To learn the details of how edge cache works, see How Edge Cache Works or to learn all the details of how to configure Edge Cache including configuring DNS and HTTPS certificates and blacklists and whitelists, see the Edge Cache How To Guide.

You may want to limit the size of objects that can be cached. Since the cache storage size is limited, you may want to decide whether to allow few large objects or lots of little objects. You should ensure that the size is aligned with the types of objects that you want to be cached. For example, iOS updates tend to be approximately 1 GB and Mac updates tend to be 6 GB and so if you want Edge Cache to help with caching of these updates, you'll want to ensure that the minimum and maximum allowed objects size accommodates these sizes.

You may want to blacklist particular sites if Edge Cache is not working properly and is preventing the network user from getting access to the site. Also, you may want to blacklist secure sites because you don't want to cache sensitive data such as financial or banking sites.
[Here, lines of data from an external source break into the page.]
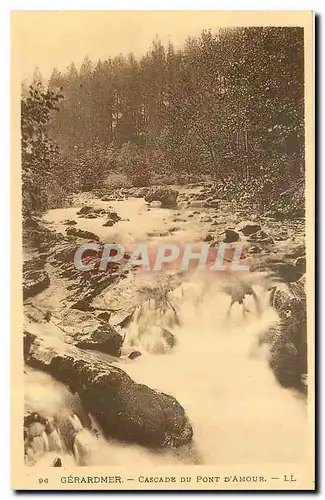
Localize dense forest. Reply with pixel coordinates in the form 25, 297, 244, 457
21, 27, 304, 213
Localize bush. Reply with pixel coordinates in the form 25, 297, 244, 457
115, 142, 150, 187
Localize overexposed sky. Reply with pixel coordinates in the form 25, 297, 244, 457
14, 11, 223, 78
11, 10, 312, 79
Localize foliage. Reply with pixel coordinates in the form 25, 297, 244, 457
22, 27, 304, 215
21, 76, 60, 213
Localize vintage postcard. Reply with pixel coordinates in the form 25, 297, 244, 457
11, 11, 315, 491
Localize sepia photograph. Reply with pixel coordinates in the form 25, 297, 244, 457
11, 10, 315, 491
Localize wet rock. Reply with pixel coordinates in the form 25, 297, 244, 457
23, 259, 50, 300
207, 200, 220, 208
150, 200, 162, 208
63, 219, 77, 226
128, 351, 142, 359
273, 262, 303, 283
295, 255, 306, 274
102, 219, 115, 227
248, 230, 274, 244
24, 332, 193, 448
247, 245, 262, 254
77, 205, 94, 215
223, 229, 240, 243
267, 282, 307, 392
58, 309, 123, 356
189, 200, 204, 208
284, 243, 306, 260
144, 187, 179, 208
66, 227, 99, 241
204, 234, 214, 242
235, 221, 261, 236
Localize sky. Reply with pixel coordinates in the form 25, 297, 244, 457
10, 11, 223, 79
11, 10, 305, 80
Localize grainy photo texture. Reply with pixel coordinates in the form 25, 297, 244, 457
13, 11, 314, 490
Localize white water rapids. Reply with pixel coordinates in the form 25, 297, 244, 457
26, 193, 307, 465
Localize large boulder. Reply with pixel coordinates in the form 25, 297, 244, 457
268, 280, 307, 392
58, 309, 123, 356
144, 187, 179, 208
235, 221, 261, 236
24, 332, 193, 448
66, 227, 99, 241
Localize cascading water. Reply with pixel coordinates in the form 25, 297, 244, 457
26, 196, 307, 466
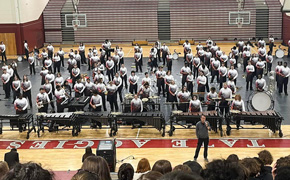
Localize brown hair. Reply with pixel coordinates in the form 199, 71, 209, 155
152, 160, 172, 174
81, 156, 111, 180
0, 161, 9, 179
136, 158, 151, 173
173, 164, 192, 173
258, 150, 273, 165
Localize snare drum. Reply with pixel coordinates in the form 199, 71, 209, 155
275, 49, 284, 58
248, 91, 274, 111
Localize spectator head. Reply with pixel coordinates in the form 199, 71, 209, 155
0, 161, 9, 179
136, 158, 151, 173
139, 171, 163, 180
173, 164, 192, 173
160, 171, 203, 180
201, 159, 247, 180
152, 160, 172, 174
227, 154, 239, 163
183, 161, 202, 175
81, 156, 111, 180
118, 163, 134, 180
71, 169, 99, 180
258, 150, 273, 165
3, 162, 54, 180
241, 158, 261, 177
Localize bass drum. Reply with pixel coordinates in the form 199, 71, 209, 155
172, 52, 179, 60
248, 91, 274, 111
275, 49, 284, 58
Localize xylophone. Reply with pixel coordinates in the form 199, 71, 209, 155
231, 110, 284, 137
36, 112, 81, 137
66, 96, 90, 112
0, 113, 36, 139
169, 111, 222, 136
110, 111, 165, 137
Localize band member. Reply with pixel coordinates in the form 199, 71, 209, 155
112, 52, 119, 73
246, 61, 255, 90
1, 69, 10, 99
79, 42, 87, 64
71, 65, 81, 87
186, 72, 194, 95
74, 50, 82, 68
182, 40, 191, 60
11, 61, 21, 80
28, 53, 35, 75
188, 95, 202, 112
129, 71, 139, 94
210, 58, 221, 83
106, 56, 115, 81
256, 58, 265, 77
23, 40, 29, 61
164, 71, 174, 102
54, 85, 69, 113
14, 94, 28, 114
219, 63, 228, 89
44, 58, 52, 72
46, 43, 54, 59
85, 78, 94, 96
106, 81, 119, 112
113, 73, 123, 103
220, 52, 229, 67
166, 51, 173, 71
193, 54, 201, 79
266, 51, 273, 75
269, 35, 275, 55
53, 53, 61, 73
131, 94, 143, 112
90, 91, 102, 112
180, 63, 191, 86
258, 45, 267, 61
255, 74, 266, 92
231, 94, 245, 130
57, 47, 64, 67
36, 88, 50, 113
0, 41, 7, 62
95, 79, 107, 111
134, 50, 142, 73
228, 65, 239, 85
206, 87, 218, 111
40, 67, 48, 85
186, 49, 193, 71
177, 86, 190, 112
12, 76, 21, 103
43, 79, 55, 111
161, 43, 169, 66
155, 66, 166, 97
279, 62, 290, 95
21, 75, 32, 108
168, 80, 178, 110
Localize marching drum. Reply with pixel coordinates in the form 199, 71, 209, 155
248, 92, 274, 111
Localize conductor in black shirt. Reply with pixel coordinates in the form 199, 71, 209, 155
4, 148, 19, 169
194, 115, 211, 162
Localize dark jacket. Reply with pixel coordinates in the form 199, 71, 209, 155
4, 150, 19, 169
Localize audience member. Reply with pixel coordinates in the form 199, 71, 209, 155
133, 158, 151, 180
118, 163, 134, 180
4, 148, 19, 169
152, 160, 172, 174
81, 156, 111, 180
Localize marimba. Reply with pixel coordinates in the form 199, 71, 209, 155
36, 112, 81, 137
231, 110, 284, 137
110, 111, 165, 137
0, 113, 36, 139
169, 111, 222, 136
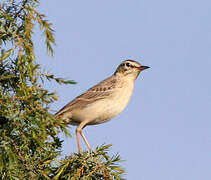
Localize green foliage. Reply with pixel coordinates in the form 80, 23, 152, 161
0, 0, 123, 179
52, 145, 124, 180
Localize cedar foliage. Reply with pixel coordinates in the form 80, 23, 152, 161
0, 0, 124, 180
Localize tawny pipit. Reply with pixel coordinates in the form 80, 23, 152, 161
55, 60, 149, 153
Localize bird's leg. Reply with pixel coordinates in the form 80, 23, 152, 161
80, 131, 92, 152
76, 121, 92, 154
76, 128, 81, 154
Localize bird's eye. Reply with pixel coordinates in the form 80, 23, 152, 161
125, 63, 131, 67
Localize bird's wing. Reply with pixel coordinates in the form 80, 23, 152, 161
55, 77, 119, 116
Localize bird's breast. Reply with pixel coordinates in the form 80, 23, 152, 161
72, 80, 134, 125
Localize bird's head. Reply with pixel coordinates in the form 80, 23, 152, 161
114, 59, 149, 80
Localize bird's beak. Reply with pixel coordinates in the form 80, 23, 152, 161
139, 66, 150, 71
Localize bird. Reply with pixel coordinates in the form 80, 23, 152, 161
55, 59, 150, 154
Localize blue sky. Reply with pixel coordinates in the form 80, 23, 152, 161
36, 0, 211, 180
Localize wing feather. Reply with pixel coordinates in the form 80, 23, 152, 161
55, 76, 119, 116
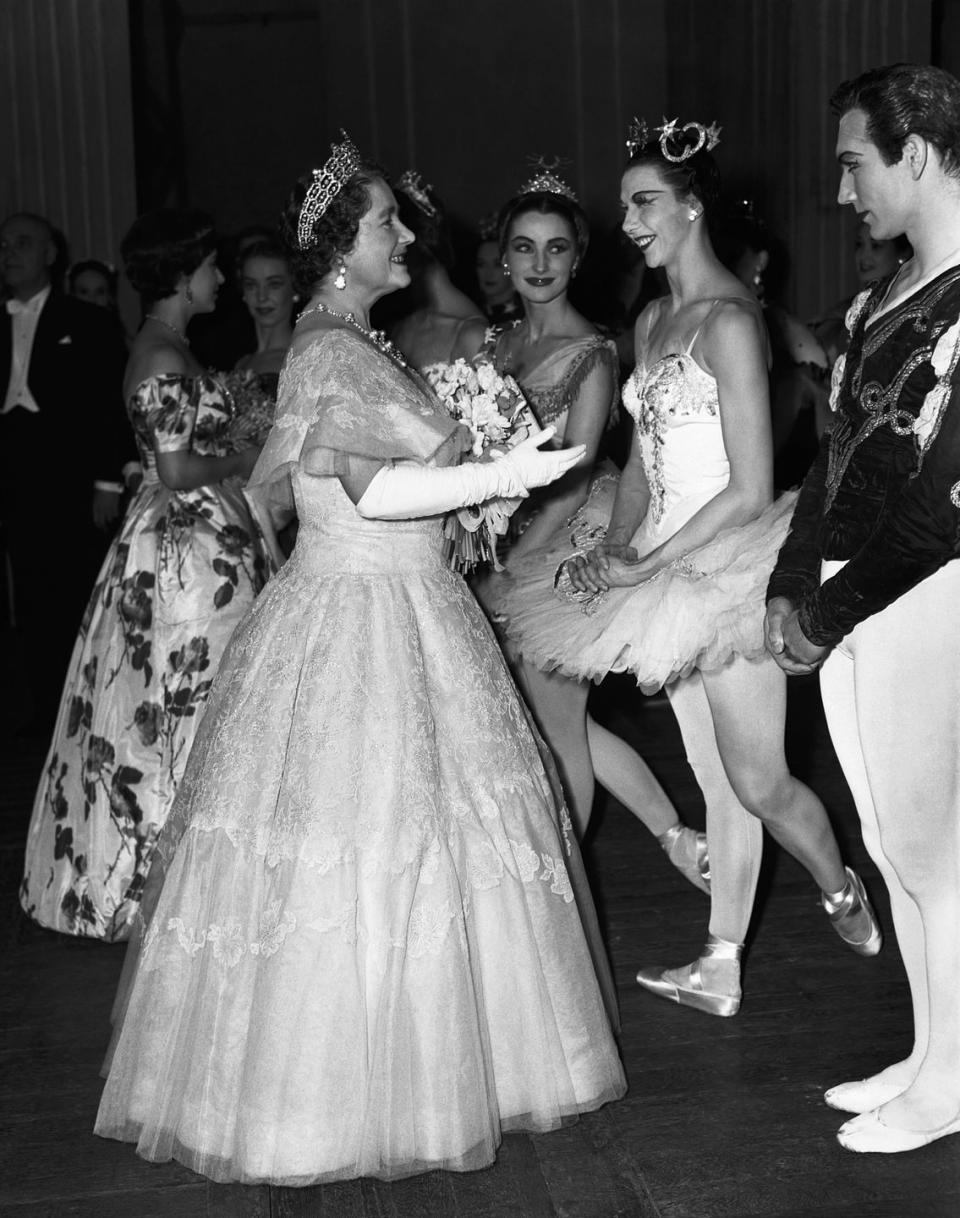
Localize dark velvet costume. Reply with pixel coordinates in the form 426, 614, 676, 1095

Alternately, if you want to only cache particular secure sites once they've been identified as important sites or the most impactful to your network, you can whitelist them such that only those sites listed will be cached. Whitelisting is only available for HTTPS caching. You can specify your whitelist and blacklist as source IP, destination IP, source domain, or destination domain. Domains are resolved using the DNS.

To use HTTPS caching, you will need to specify which signing certificate will be used by Edge Cache to generate a certificate to negotiate with the client on behalf of the server.

Version Info: Before version 7.0.2, Edge Cache requires you to restart the Edge Cache process after making any modifications to the Edge Cache configuration. With 7.0.2 and later, the Edge Cache process will automatically restart when needed.

Note: Objects in the traffic that are matched with an Edge Cache policy but are excluded from storage in Edge Cache due to these settings, will still pass through Edge Cache unprocessed and will be highlighted on the Real Time conversations screen in blue (indicating that they passed through and were evaluated by Edge Cache).